Lawrentian Gothic “The Great Escape”

Your craving for reasonably priced mac and cheese has become overwhelming and you’ve decided it’s time to take action. You know that Target is your best bet for some good, cheap food. It’s come to this — a trip off campus.

You’ve heard the horrid tales of students struggling to escape the “Lawrence Bubble.” You know that Jimmy was taken away in a white van after trying to pass Walgreens. He was returned a week later. Jimmy used to be so bright and vivacious. Now Jimmy just stares at walls. You miss the old Jimmy.

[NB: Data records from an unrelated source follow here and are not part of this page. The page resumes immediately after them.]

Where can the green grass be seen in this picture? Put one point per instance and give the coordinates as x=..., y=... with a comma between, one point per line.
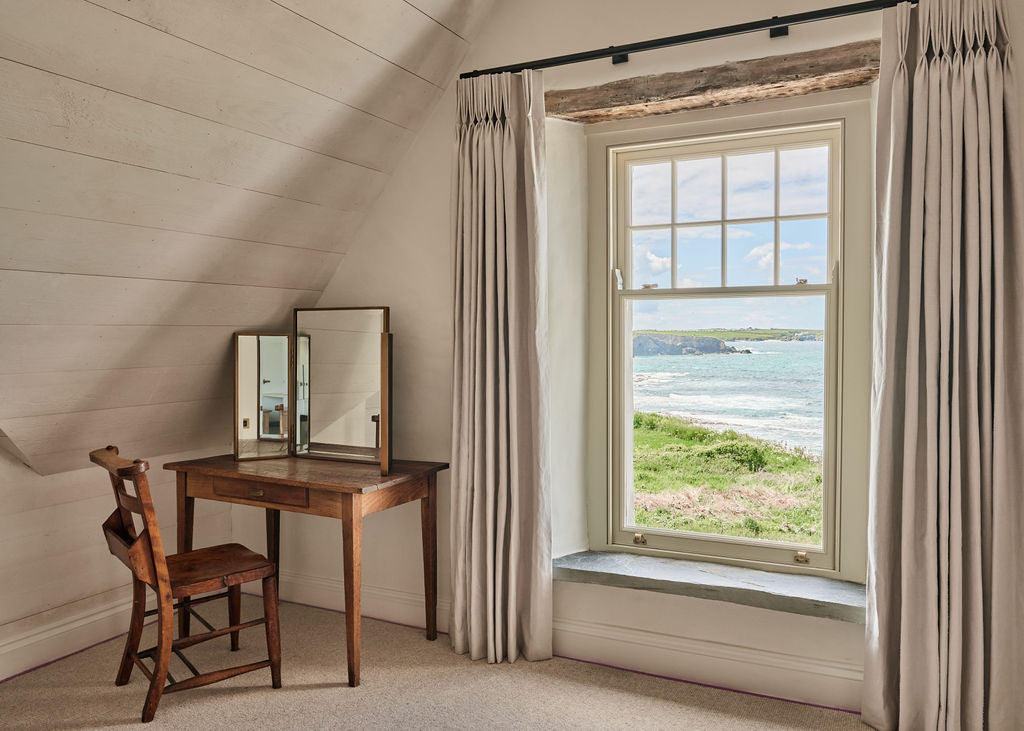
x=687, y=477
x=742, y=334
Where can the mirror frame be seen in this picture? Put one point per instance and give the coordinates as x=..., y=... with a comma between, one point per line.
x=288, y=388
x=386, y=381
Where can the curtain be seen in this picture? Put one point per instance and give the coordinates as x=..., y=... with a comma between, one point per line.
x=501, y=514
x=945, y=612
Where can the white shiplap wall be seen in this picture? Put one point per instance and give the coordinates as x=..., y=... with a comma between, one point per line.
x=170, y=172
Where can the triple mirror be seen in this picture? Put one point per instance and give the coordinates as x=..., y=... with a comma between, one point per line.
x=322, y=392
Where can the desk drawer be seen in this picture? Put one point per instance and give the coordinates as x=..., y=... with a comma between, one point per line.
x=261, y=491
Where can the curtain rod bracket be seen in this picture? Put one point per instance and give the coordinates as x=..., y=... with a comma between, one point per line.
x=778, y=31
x=776, y=27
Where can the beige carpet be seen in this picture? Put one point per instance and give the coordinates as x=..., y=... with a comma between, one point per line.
x=407, y=683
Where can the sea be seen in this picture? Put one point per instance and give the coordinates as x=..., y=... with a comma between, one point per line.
x=776, y=392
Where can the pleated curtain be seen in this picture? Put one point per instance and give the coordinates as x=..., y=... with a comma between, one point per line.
x=945, y=612
x=501, y=514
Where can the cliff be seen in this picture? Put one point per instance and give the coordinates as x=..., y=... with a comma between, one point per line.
x=672, y=344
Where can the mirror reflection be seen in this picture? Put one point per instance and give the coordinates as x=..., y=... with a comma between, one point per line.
x=261, y=419
x=341, y=363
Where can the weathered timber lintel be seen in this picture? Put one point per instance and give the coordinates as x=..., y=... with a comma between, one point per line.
x=733, y=83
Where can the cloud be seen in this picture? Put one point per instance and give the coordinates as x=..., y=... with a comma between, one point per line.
x=655, y=264
x=762, y=256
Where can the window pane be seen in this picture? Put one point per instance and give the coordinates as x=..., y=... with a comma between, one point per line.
x=752, y=184
x=698, y=189
x=751, y=254
x=728, y=422
x=803, y=180
x=651, y=194
x=651, y=258
x=804, y=251
x=698, y=256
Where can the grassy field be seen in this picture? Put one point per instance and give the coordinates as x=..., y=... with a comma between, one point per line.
x=687, y=477
x=742, y=334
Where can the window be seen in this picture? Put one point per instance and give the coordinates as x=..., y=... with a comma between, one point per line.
x=731, y=368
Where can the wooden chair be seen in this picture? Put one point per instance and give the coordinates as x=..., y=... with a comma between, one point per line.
x=179, y=577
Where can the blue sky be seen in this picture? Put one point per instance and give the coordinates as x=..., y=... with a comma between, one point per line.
x=751, y=180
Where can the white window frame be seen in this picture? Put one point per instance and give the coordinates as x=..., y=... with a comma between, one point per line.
x=844, y=119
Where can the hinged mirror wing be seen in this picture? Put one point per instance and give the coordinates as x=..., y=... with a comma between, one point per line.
x=341, y=371
x=261, y=395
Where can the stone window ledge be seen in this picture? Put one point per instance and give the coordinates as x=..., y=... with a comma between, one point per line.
x=798, y=594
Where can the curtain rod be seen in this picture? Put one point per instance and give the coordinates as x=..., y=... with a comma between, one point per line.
x=777, y=26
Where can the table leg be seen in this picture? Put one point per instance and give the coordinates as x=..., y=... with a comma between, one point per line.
x=273, y=538
x=428, y=528
x=186, y=514
x=351, y=526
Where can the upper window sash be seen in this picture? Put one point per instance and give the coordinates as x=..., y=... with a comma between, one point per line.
x=666, y=228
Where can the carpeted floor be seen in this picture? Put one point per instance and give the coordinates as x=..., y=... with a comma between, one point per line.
x=407, y=683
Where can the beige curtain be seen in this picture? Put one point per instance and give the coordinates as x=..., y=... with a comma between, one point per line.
x=501, y=514
x=945, y=614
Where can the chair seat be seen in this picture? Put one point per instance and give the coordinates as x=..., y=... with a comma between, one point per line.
x=215, y=567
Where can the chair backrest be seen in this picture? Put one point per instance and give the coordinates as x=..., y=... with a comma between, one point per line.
x=142, y=552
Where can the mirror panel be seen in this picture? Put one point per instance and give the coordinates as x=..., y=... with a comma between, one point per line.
x=341, y=384
x=261, y=395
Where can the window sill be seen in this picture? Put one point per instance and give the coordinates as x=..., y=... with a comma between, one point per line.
x=813, y=596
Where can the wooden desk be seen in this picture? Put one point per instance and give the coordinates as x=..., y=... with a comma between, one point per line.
x=337, y=489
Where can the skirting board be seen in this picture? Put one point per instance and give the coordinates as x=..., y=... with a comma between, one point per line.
x=48, y=636
x=809, y=680
x=52, y=634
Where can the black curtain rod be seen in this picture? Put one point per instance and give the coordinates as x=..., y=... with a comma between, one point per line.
x=739, y=29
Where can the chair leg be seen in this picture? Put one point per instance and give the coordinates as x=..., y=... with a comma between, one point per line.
x=272, y=628
x=235, y=611
x=162, y=659
x=134, y=633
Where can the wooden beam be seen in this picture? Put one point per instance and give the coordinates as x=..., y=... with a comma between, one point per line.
x=733, y=83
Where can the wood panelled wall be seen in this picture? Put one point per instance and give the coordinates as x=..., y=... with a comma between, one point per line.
x=171, y=172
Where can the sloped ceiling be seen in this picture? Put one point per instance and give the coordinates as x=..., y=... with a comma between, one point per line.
x=172, y=172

You don’t want to be like the Jimmy now. And you definitely don’t want to be like Harriot, who hasn’t been seen since 2014 after she tried to bike to Target. Rest in peace, Harriot.

You pack your backpack, ready for your journey. Your roommate sobs for you to stay, but when you tell them you’re going to buy food off campus, they quell their tears and ask for coffee creamer. Once you’ve agreed and collected both of your money, they shove you out the door and you’re set to go.

You start down College Avenue towards Target. You ask the Appletownies the way to the bus. They pretend you don’t exist and shoulder past you. You sigh and give up on asking for help. You open your phone to Google Maps and bring up the bus station. A warning appears on your screen, “it’s not worth it.” You’re used to weird messages like this at this point in your Lawrence education, so you take a right and try to head down the street towards the bus. However, a force stops you from being able to continue. You turn back. There has to be a street that crosses the Lawrence-life barrier. You remember there being a back exit to the City Center, so you head there. You discover that you can slip through the back doors. Ecstatic, you race towards the station to grab the next bus to the mall.

Once you’re on the bus and have paid your dues to the faceless man behind the wheel, you try to sit on one of the brightly patterned seats. A sharp pain erupts as you make contact with the seat and are forced to stand up. On the overhead monitor flashes the message “Clothes too plain. Please try again with vintage clothes.” You are wearing sweats and a regular t-shirt. You are forced to stand and hold onto the pole, even though there isn’t anyone else on the bus. The bus starts up suddenly and begins chugging along. As the ride progresses, you wonder if the faceless man can even see. You decide to trust him and browse the Target website on your phone.

One long hour later, you arrive at the Fox Valley Mall. You enter Target, and immediately feel your soul leave your body. Your body is then lifted gently by a cashier and placed with the bodies of the other shoppers. As you lie among the abandoned bodies of the other consumers, you hope your soul will be a responsible spender.

An hour and a half later your soul returns to your body and you check your receipt. How on Earth did you spend $80? You scan over the long piece of paper and learn that you bought a throw pillow, a box of tacks, two new flannels, seeds, an inflatable flamingo, coffee creamer and a box of mac and cheese. You sigh and remember that you’ve done much worse. There was one time that your soul came back and you discovered you had bought an entire entertainment system. Another time you forgot everything you had originally come for, but managed to buy six boxes of Fruit Gushers. And who could forget the time you bought a minion backpack? The heart wants what the heart wants, I guess.

Despite having spent $80 on things you didn’t need, you feel rejuvenated. You walk to the bus stop and wait for the bus to return. It’ll be a long journey back.